A school in Bhadli was rebuilt in 2002, a primary co ed school with 194 students and 6 teachers. A temporary school was built initially so that the students could continue their education. Somaya worked closely with villagers and used locally available materials to save money.

=== St. Thomas Cathedral     ===
St. Thomas Cathedral, the oldest Anglican Church in Mumbai was a 298-year structure when Somaya was contacted. The cathedral had a leak on the concrete slab of the flat roof. She did not have many photographs for reference so had to rely on a black and white image of the original roof. A Grade-I Heritage Structure was successfully restored for which Somaya won the UNESCO Asia-Pacific Heritage Award.

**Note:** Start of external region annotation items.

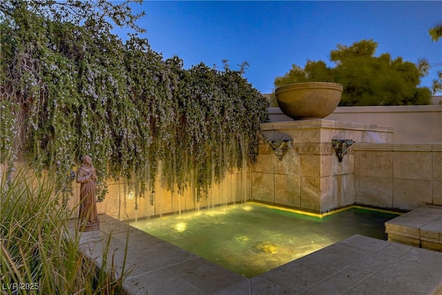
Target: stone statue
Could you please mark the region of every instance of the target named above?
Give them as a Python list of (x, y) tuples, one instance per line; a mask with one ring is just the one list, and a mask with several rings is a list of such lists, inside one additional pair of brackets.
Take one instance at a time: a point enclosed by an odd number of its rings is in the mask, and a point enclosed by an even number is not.
[(77, 170), (77, 182), (80, 185), (80, 207), (79, 220), (81, 231), (95, 231), (99, 228), (95, 202), (97, 175), (88, 155), (83, 157), (83, 164)]

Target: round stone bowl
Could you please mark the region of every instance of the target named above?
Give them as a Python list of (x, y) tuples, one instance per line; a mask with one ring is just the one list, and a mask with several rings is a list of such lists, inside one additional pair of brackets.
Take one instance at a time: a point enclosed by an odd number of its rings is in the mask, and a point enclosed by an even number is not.
[(295, 83), (275, 90), (278, 105), (293, 120), (322, 119), (336, 108), (343, 87), (336, 83)]

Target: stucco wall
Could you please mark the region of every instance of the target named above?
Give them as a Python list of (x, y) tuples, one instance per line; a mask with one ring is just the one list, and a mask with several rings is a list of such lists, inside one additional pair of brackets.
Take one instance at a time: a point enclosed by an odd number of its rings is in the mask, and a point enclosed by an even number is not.
[(356, 144), (356, 204), (412, 210), (442, 205), (442, 144)]
[[(279, 108), (269, 108), (271, 122), (291, 121)], [(442, 142), (442, 105), (339, 106), (327, 120), (389, 126), (394, 143)]]

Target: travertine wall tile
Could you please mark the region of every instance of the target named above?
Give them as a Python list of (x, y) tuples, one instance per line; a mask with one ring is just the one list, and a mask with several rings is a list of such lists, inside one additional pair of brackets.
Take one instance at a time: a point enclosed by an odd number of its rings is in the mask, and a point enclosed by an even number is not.
[(278, 204), (300, 207), (300, 176), (294, 175), (276, 175), (275, 201)]
[(394, 151), (393, 161), (394, 178), (432, 180), (431, 151)]
[(300, 129), (300, 142), (320, 142), (320, 130), (318, 128)]
[(318, 177), (301, 178), (301, 208), (319, 211), (320, 181)]
[(442, 181), (442, 151), (433, 151), (433, 180)]
[(300, 157), (293, 149), (289, 149), (281, 160), (276, 157), (274, 162), (276, 174), (300, 175)]
[(314, 155), (301, 155), (300, 175), (302, 176), (319, 177), (320, 158)]
[(433, 204), (442, 205), (442, 182), (433, 182)]
[[(262, 144), (260, 144), (260, 151), (262, 149), (261, 146)], [(265, 144), (267, 146), (267, 144)], [(270, 149), (270, 148), (269, 148)], [(278, 159), (278, 157), (271, 151), (269, 151), (268, 149), (266, 150), (267, 152), (260, 153), (258, 155), (256, 158), (257, 161), (255, 164), (253, 164), (251, 167), (252, 171), (253, 172), (261, 172), (261, 173), (274, 173), (274, 162), (275, 158)]]
[(361, 176), (393, 177), (391, 151), (358, 151), (358, 168)]
[[(343, 175), (343, 174), (354, 174), (354, 156), (352, 150), (349, 151), (347, 155), (343, 158), (343, 162), (339, 162), (338, 156), (333, 155), (330, 158), (327, 159), (327, 156), (323, 156), (323, 158), (325, 161), (329, 160), (332, 166), (331, 175)], [(325, 163), (324, 163), (325, 164)], [(321, 176), (325, 176), (322, 173), (321, 166)]]
[(253, 174), (251, 193), (253, 200), (275, 202), (274, 178), (273, 173)]
[(431, 203), (433, 186), (430, 180), (394, 179), (393, 207), (412, 210), (423, 203)]

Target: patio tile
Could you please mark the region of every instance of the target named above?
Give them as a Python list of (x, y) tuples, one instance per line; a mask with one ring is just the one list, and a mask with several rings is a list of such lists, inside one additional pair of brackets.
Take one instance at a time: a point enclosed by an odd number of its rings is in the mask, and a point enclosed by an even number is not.
[(131, 276), (123, 282), (123, 287), (129, 294), (206, 294), (178, 276), (165, 269)]
[(213, 294), (248, 279), (200, 257), (168, 267), (167, 270), (200, 289)]

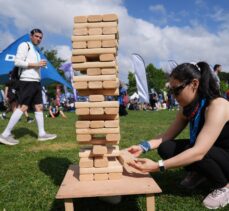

=== Nalanda International School ===
Built on 12 acres of land near Vadodara in Gujarat, Nalanda International School started its construction in 2003. 4 acres of land was separated for the sports and games facilities. Somaya reflected the tradition of Jaipur in her project by using the local brick produced by the local masons. She designed the projects to ensure peace and tranquillity to the students as well as for sustainability.

=== Other projects ===
- Nalanda International School, Vadodara
- Goa Institute of Management, Goa
- Birla Institute of Technology and Sciences, Pilani
- Zensar Technology Limited, Pune
- TCS House, Mumbai
- St. Thomas Cathedral, Mumbai
- Rehabilitation of Bhadli Village along with its School and community Center, Bhuj
- Restoration of the Indian Institute of Management –Ahmedabad (IIM-A) Louis Kahn Campus

== Personal life ==
Somaya is married to Anand Somaya, a cardiac surgeon. They completed 40 years of marriage in 2014.